Только и доносится с кухни:

– Шу… шу… шу…

Ушла Марья, узнаю от матери: «Виктор на станцию работать поступил. Бригадиром над токарями».

Проходит месяц-другой, опять прибегает Марья. Опять: «шу-шу-шу». Женится Виктор.

Не успели опохмелиться от свадебных попоек – снова «шу-шу-шу»: невестка – не приведи господь! Упрямая, своевольная, командует Виктором как хочет…

Теперь не только одно «шу-шу-шу» доносится до меня с кухни, но часто я слышу и всхлипыванья Марьи, и успокаивающий голос матери. Все в точности как было уже, когда они с Павлом Мироновичем «грызлись».

Я делаю вид, что меня это шушуканье не касается. Не люблю ввязываться в бабьи дела.

Но на этот раз Марья и меня впутала в свои семейные неурядицы.

Было воскресенье, выходной – и в школе у нас, и на станции.

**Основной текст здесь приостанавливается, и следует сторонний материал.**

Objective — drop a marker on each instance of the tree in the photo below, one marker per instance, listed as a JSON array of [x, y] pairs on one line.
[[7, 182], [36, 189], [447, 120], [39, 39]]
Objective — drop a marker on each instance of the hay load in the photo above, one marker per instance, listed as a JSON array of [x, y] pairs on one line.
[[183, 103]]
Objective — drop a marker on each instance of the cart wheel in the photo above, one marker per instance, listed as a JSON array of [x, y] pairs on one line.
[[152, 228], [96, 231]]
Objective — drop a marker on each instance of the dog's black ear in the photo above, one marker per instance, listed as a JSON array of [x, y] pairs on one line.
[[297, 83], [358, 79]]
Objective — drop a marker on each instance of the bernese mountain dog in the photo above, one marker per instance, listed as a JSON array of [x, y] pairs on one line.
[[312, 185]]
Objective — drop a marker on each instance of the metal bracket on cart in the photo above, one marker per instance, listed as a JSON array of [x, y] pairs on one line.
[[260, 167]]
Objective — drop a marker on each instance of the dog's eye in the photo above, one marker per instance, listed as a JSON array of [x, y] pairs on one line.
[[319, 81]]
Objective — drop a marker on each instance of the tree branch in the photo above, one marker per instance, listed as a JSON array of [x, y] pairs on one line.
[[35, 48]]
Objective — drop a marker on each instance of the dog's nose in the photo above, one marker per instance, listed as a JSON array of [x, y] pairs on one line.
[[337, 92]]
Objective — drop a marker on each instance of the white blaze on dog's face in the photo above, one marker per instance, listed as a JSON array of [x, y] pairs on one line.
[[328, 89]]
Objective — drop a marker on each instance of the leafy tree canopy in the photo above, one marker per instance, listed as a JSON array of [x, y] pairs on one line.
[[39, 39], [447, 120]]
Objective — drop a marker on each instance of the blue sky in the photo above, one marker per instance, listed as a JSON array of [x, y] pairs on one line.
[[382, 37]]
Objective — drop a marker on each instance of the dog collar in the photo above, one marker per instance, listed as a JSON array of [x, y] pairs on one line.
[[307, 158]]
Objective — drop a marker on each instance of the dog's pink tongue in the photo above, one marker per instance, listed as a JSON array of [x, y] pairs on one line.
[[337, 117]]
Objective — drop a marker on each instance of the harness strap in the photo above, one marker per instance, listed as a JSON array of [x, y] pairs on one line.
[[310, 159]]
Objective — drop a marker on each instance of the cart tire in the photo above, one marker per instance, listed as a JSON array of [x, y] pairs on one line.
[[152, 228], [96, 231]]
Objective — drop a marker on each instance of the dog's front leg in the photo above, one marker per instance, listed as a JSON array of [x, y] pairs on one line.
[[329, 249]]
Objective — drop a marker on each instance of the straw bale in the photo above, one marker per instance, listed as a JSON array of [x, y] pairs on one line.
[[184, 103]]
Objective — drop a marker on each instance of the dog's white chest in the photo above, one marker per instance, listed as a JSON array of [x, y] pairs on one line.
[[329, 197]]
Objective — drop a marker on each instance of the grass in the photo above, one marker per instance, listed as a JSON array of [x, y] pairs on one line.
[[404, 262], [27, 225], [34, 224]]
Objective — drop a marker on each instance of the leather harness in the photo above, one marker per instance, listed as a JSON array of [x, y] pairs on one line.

Я давно ждал этого дня. Зима скоро – надо где-то дровишек раздобывать. По положению, нам, учителям, топливо полагается бесплатное – колхоз должен привозить. Но с нашего колхоза взятки гладки. Если сам не позаботишься заранее, зимой будет поздно. С самой весны начинаешь думать над тем, где бы раздобыть угля или дров. Надумал я сходить к братьям на станцию. У них есть «угольные книжки». Может, уступят мне хоть одну порцию уголька?

Собрался, встал пораньше, позавтракал. Думаю, сейчас принесу воды и побегу. Взял ведра, пошел к колодцу.

Возвращаюсь – слышу Марьин голос в нашей комнате:

– Я давно ему, идолу, говорила: отдели ты Витьку! Не хочет хлопотать квартиру себе на станции – пусть к теще идет. Там вон какой дом! А тут, как на гашнике, друг на друге сидим…

Увидев меня, Марья замолкла. Я понял, что помешал разговору.

Я хотел уйти, но мать остановила меня.

– Вот послухай, чего Марья рассказывает.

Я поглядел на Марью. Сестра сидела у окна, а чуть сбоку от нее – мать. Глядя на них, сидящих рядом, я подумал о том, что, окажись на моем месте посторонний человек, он ни за что бы не угадал, кто из них мать, а кто дочь. Со стороны могло показаться, что сидят две старушки соседки и приятно беседуют.

Марье еще нет пятидесяти. Однако выглядит она старухой. Она и одета по-старушечьи. На ней черная юбка и дешевенькая кофта – не шерстяная, а трикотажная, машинной вязки. Эти кофты на другой же день, как их надели, растягиваются и обвисают. И на ней она висела, обтягивая ее большие, низко опущенные груди, никогда не знавшие лифчика. Даже платок и тот старомодный: белый с голубыми горошками.